Potentially Hazardous Foods

Potentially hazardous foods are those foods such as high protein foods (meat, eggs, dairy) and cooked vegetables that support the rapid and progressive growth of disease-causing bacteria. Foodborne illnesses can be caused by bacteria that can multiply rapidly in foods when the food is held in the temperature danger zone (41° to 140º F).

Keep foods at safe temperatures

Refrigerated potentially hazardous foods must be stored at or below 41º F. Frozen foods must be maintained frozen. Hot cooked potentially hazardous food must be maintained at 140º F or above.


Leave the freezer door closed. A full freezer should keep food safe about two days – a half-full freezer, about one day. Add bags of ice or dry ice to the freezer if it appears the power will be off for an extended time. You can safely re-freeze thawed foods that still contain ice crystals and are 41º F or less.

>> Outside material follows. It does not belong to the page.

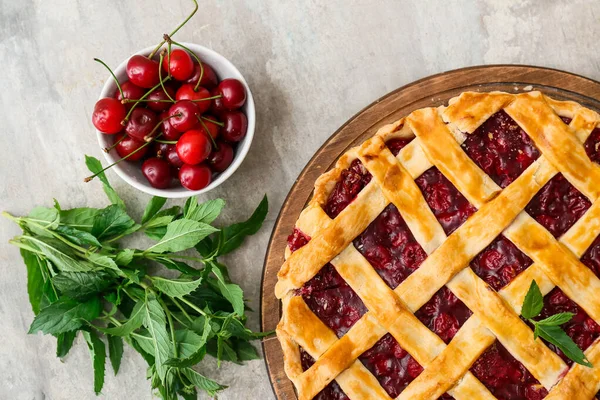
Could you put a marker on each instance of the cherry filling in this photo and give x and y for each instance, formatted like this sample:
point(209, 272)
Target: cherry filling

Caution: the use of dry ice may result in the unsafe build-up of carbon dioxide.


Food in refrigerators should be safe as long as the power is out no more than about four to six hours. Leave the door closed; every time you open it, needed cold air escapes, causing the foods inside to reach unsafe temperatures. Discard any potentially hazardous food that has been above 41º F for four hours or more, reached a temperature of 45º F or higher for any length of time, or has an unusual colour, odour or texture.